Aku dan dia membantu diriku agar bebas dari tepung ini,  terlalu menyeramkan melihat gumpalan tepung terbang seperti dipegang hantu.

Kemudian dia meminta bantuanku untuk melihat isi dompet temannya, Surya. Dia bilang bahwa temannya ini sering meminjam uang, jadi Dani penasaran apakah Surya memang benar-benar tidak punya uang sehingga mau tidak mau dia harus meminjam padanya.
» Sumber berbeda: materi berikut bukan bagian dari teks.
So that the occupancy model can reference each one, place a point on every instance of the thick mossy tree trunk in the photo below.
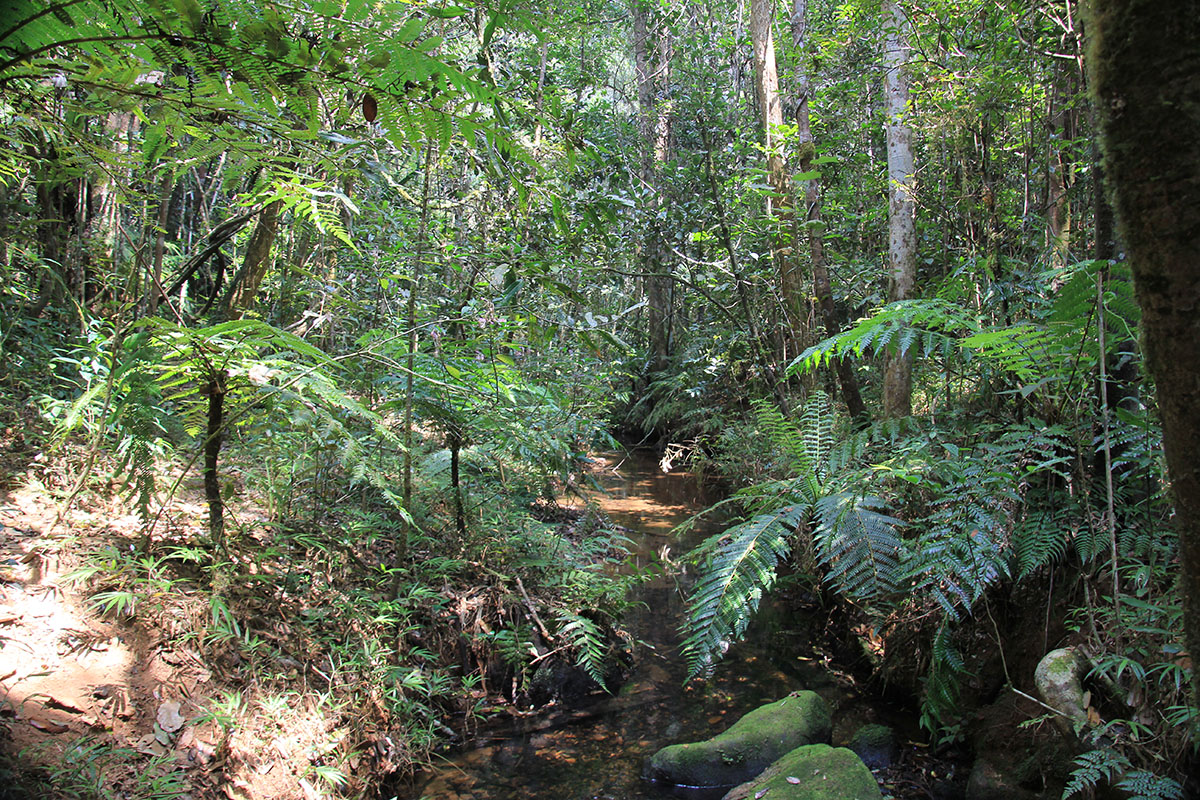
(1145, 64)
(901, 211)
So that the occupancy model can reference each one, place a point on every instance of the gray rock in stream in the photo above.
(748, 747)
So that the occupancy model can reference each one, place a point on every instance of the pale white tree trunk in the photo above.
(810, 211)
(901, 211)
(762, 16)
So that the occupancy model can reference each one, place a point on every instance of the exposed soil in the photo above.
(130, 703)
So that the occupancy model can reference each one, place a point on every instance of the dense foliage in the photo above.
(373, 277)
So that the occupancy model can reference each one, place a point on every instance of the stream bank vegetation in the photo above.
(311, 313)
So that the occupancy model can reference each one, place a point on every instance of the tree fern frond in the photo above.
(858, 545)
(587, 642)
(741, 566)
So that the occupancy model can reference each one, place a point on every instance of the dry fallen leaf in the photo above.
(168, 716)
(49, 726)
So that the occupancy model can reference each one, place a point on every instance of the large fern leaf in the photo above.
(858, 545)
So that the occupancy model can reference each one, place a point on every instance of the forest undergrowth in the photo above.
(303, 655)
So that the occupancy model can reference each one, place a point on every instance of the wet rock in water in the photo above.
(813, 773)
(748, 747)
(876, 745)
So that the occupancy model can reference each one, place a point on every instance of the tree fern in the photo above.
(858, 545)
(738, 566)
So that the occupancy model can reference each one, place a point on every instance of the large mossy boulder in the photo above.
(1060, 683)
(748, 747)
(813, 773)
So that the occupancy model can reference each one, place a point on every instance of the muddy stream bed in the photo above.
(597, 751)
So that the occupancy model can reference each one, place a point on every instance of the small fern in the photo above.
(587, 642)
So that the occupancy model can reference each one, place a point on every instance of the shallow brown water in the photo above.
(598, 752)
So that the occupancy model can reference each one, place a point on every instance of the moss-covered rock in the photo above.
(813, 773)
(748, 747)
(1059, 679)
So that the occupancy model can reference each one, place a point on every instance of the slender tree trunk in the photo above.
(807, 151)
(155, 288)
(652, 71)
(1145, 60)
(255, 265)
(901, 212)
(1063, 124)
(214, 437)
(779, 203)
(411, 361)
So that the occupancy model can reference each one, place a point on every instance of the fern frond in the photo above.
(858, 545)
(587, 642)
(741, 566)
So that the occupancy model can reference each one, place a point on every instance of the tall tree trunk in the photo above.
(807, 151)
(1063, 121)
(245, 284)
(214, 437)
(1145, 61)
(652, 71)
(779, 204)
(411, 360)
(901, 212)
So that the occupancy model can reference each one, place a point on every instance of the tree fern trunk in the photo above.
(901, 214)
(214, 435)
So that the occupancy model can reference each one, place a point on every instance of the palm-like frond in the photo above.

Seperti sekarang ini, dia datang hanya untuk meminjam uang, aku berjalan di belakang Surya dan mengambil paksa dompetnya. Maafkan aku, aku tidak bermaksud mencuri!  Aku berbisik padanya meski tau bisikanku tidak dapat dia dengar.

Aku menjatuhkan dompet tersebut hingga isinya berceceran di tanah. Kami kagum dengan isinya. Penuh uang bewarna merah. Saat itulah Dani kecewa dan menegur Surya.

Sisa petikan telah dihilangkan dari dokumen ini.